21.07.2021

Machtfrage auf dem Sachsensofa in Zwickau

„Wir müssen die Menschen überzeugen“

Wie üben Amtsträger ihre Macht aus? Politiker und Kirchenvertreter diskutierten darüber beim Sachsensofa in Zwickau und zeigten, dass es heute selten um einsame Entscheidungen im stillen Kämmerlein geht.

Das Sachsensofa ist wieder unterwegs. Jüngst machte es in Zwickau Station. Platz genommen hatten drei Mächtige unserer Zeit, um über das Thema „Macht Macht Macht?“ nachzudenken: ein Spitzenpolitiker, ein Bischof und eine Kommunalpolitikerin.

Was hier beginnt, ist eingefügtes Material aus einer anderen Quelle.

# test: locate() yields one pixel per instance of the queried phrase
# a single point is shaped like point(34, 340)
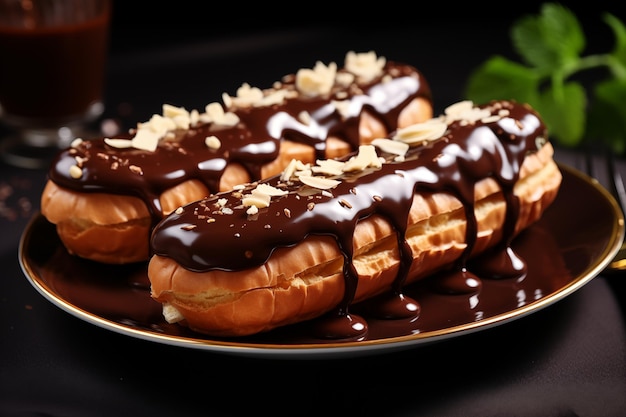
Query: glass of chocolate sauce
point(53, 55)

Die wohl intensivsten Erfahrungen mit Macht hat Wolfgang Schäuble (CDU) in seiner Zeit als Bundesinnenminister gemacht. Nachts immer das Telefon in Rufbereitschaft am Bett und dann wird man vom Diensthabenden geweckt, um wichtige Entscheidungen etwa in einem Entführungsfall zu treffen. „Da schlafen sie nicht immer gut“, sagt Schäuble, der heute Bundestagspräsident ist. „Präsident der Vereinigten Staaten möchte ich jedenfalls nicht sein.“
Mit dem Papstamt geht es dem Dresdner Bischof Heinrich Timmerevers ähnlich. Er sieht dennoch zwischen der weltlichen Macht und der Macht in der Kirche einen wesentlichen Unterschied: In den heutigen Demokratien gehe die Macht vom Volke aus; in der Kirche geht die Macht von Gott aus. Kirchliche Ämter seien immer Dienstämter. Machtausübung in der Kirche müsse anderen zum Leben helfen, so der Bischof.

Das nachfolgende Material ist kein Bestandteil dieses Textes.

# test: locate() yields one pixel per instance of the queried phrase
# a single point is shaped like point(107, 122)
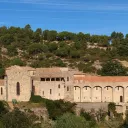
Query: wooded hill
point(49, 48)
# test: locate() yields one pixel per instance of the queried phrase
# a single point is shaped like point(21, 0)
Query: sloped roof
point(1, 82)
point(101, 78)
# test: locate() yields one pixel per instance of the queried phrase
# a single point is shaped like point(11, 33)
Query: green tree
point(35, 49)
point(18, 119)
point(70, 121)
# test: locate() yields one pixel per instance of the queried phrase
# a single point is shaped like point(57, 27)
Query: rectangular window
point(57, 79)
point(42, 79)
point(47, 79)
point(52, 79)
point(50, 91)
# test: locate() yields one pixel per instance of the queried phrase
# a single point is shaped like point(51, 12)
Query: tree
point(113, 68)
point(52, 47)
point(51, 35)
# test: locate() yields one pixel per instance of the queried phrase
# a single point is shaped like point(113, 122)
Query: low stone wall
point(90, 106)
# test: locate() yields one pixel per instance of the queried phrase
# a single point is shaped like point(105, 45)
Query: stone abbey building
point(62, 83)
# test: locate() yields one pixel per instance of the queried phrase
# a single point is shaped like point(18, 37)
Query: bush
point(18, 119)
point(17, 61)
point(55, 108)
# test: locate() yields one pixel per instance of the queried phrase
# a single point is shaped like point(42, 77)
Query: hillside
point(48, 48)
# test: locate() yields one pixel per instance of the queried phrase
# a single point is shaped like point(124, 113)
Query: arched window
point(1, 91)
point(18, 88)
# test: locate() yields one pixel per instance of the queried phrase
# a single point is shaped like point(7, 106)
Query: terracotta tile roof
point(1, 82)
point(101, 78)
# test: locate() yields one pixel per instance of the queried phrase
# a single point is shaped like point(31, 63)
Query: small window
point(33, 89)
point(53, 79)
point(18, 88)
point(62, 79)
point(67, 88)
point(1, 91)
point(50, 91)
point(42, 79)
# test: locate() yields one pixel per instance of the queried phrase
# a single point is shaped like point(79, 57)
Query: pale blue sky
point(88, 16)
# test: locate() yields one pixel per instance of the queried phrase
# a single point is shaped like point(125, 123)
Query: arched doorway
point(108, 94)
point(77, 94)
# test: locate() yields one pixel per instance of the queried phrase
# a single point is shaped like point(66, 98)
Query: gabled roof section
point(1, 82)
point(101, 78)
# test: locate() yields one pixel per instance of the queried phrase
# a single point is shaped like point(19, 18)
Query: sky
point(100, 17)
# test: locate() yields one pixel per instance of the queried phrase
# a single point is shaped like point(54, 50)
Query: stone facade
point(62, 83)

Als Pfarrer habe er seinerzeit wesentlich größere Freiheiten gehabt, die Seelsorge in der Pfarrei zu gestalten. Entscheidungen, die er heute als Bischof treffe, fälle er häufig nicht allein, sondern nach eingehenden Beratungen im Team der Verantwortungsträger im Bistum, insbesondere mit seinem Generalvikar. „Es gibt nur ganz wenige Entscheidungen – meist Personalfragen – die ich alleine treffe.“ Bei Finanzfragen gebe es auf Bistums- und Pfarreiebene inzwischen strenge Kontrollmechanismen, an die auch der Bischof beziehungsweise der Pfarrer gebunden sei.
Schäuble betonte, dass diejenigen, die ein Amt innehätten, auch Entscheidungen treffen müssten, „sonst machen sie etwas falsch“. Allerdings setze die heutige freiheitliche Form der Machtausübung normalerweise darauf, Menschen zu überzeugen. Für den Fall, dass das nicht gelinge, gebe es dann das staatliche Gewaltmonopol.

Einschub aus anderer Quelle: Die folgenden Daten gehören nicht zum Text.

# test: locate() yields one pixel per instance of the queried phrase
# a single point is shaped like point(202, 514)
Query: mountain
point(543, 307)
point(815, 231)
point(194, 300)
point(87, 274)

Die Zwickauer Oberbürgermeisterin Constance Arndt (Bürger für Zwickau), die erst seit einem Dreivierteljahr im Amt ist, sieht sich als Stadtoberhaupt stärker in der Rolle der Vermittlerin. „In meiner früheren Tätigkeit habe ich mehr entschieden, heute geht es darum, die Menschen mitzunehmen“, sagt Arndt, die aus der Wirtschaft kommt und zuletzt in Plauen die Filiale eines Modeunternehmens geleitet hat. „Macht schafft Möglichkeiten“, ist ihre Erfahrung. Macht sei heute vielfach in Misskredit geraten. Die Bevölkerung sei gegenüber Entscheidungen in Politik, Medien oder Kirche vielfach skeptisch. Es gälte durch Gespräche und Kontakte Vertrauen wiederzugewinnen, so Arndt weiter.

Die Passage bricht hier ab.